Fig2. Responses to filled and outline stimuli in V4 #

(a),(b) Results from two example V4 neurons (a) and (b) and from an instantiation of the Hmax model (c) are shown. Each point represents the mean response of a single neuron to a filled (X-axis) and an outline (Y-axis) stimulus with the same boundary shape (inset: stimulus examples). We recorded the responses of each neuron to 362 shapes. (a) An example neuron that evoked a larger range, and more shape-selective responses to filled shapes than outline shapes. (b) An example neuron that responded strongly and selectively to outlines, but not to filled stimuli. (c) A typical HMax model unit responds strongly and selectively to both filled and outline stimuli. Importantly, the responses are highly correlated. (d),(e) Responsiveness to filled and outline stimuli in a population of 43 V4 neurons. (d) Standard deviation (SD) of normalized responses to outline stimuli plotted against SD of normalized responses to filled stimuli; each point represents one neuron. Most points lie below the diagonal indicating that dispersion of responses across shapes was greater for filled shapes. (e) Distribution of relative response range, ρ, in the same population of neurons. For each neuron, this metric compares the responsiveness to outline versus filled stimuli (see Ref. [29••] for further details). Dashed line: similar responsiveness to filled and outline stimuli; left of dashed line, more responsive to filled stimuli; right of dashed line, more responsive to outline stimuli. Triangle indicates median.
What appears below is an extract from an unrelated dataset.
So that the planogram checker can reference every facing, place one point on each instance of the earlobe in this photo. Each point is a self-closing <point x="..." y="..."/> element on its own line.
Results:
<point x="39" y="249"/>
Fig3. Responses to shapes, textures, and boundary blur in V4 #

(a)–(c) Responses of example neurons to shapes (shown in each panel) with different textures painted on the surface. Line colors denote shape; textures are ordered along the X-axis in accordance with responses to the shape shown in red. For each neuron we chose a preferred shape (red) based on preliminary characterization, a less-preferred shape (gray) and a circle. Error bars indicate standard error of mean. (a) Example neuron with strong selectivity for shape but not texture. (b) Example neuron with strong selectivity for texture but not shape. All three line colors follow a similar trend. (c) Example neuron that is tuned to both shape and texture. In all three cases, tuning for shape and texture are separable and responses can be modeled as a product of tuning for shape × texture. (d),(e) Encoding of boundary blur in V4. (d) Stimuli with boundary blur. Blurring was achieved by applying a circular 2D Gaussian blur kernel to the shape. The numbers denote blur factor, which represents the standard deviation of the Gaussian kernel in units relative to the radius of the circle shape (see panel c). (e),(f). Two example neurons that exhibit tuning for blur. Responses to preferred (more red) and non-preferred (more blue) shapes are plotted as a function of the blur factor. Both neurons are selective for intermediate levels of blur. Tuning for blur was independent of the shapes used for this and other neurons [35••]. Error bars indicate standard error of mean. This figure is adapted with permission from [35••] under the Creative Commons Attribution 4.0 International License.

Fig4. Deep convolutional neural nets and the primate ventral visual pathway #

(a) Schematic of a macaque brain (side view) indicating ventral visual areas V1, V2, V4, and inferotemporal cortex (IT; PIT: posterior IT; CIT: central IT; AIT: anterior IT). (b) Schematic of AlexNet, an example deep convolutional network. Color coding identifies stages of the network and primate brain areas in (a) hypothesized to be analogous based on published results [V1: [65]; V4: [66•]; IT: [63]). (c),(d). Examples of images leading to classification failure in deep nets. (c). A conflict between texture and shape in the input image, generated by style transfer between the first two images [68••,69], produces texture-based classification of a camel as an elephant. (d) Adversarial noise [70] produces misclassification of a modified input image that is indistinguishable from the original by human observers. In this case, a macaque monkey is misclassified as a pineapple with considerable certainty despite minimal difference between the original and modified image.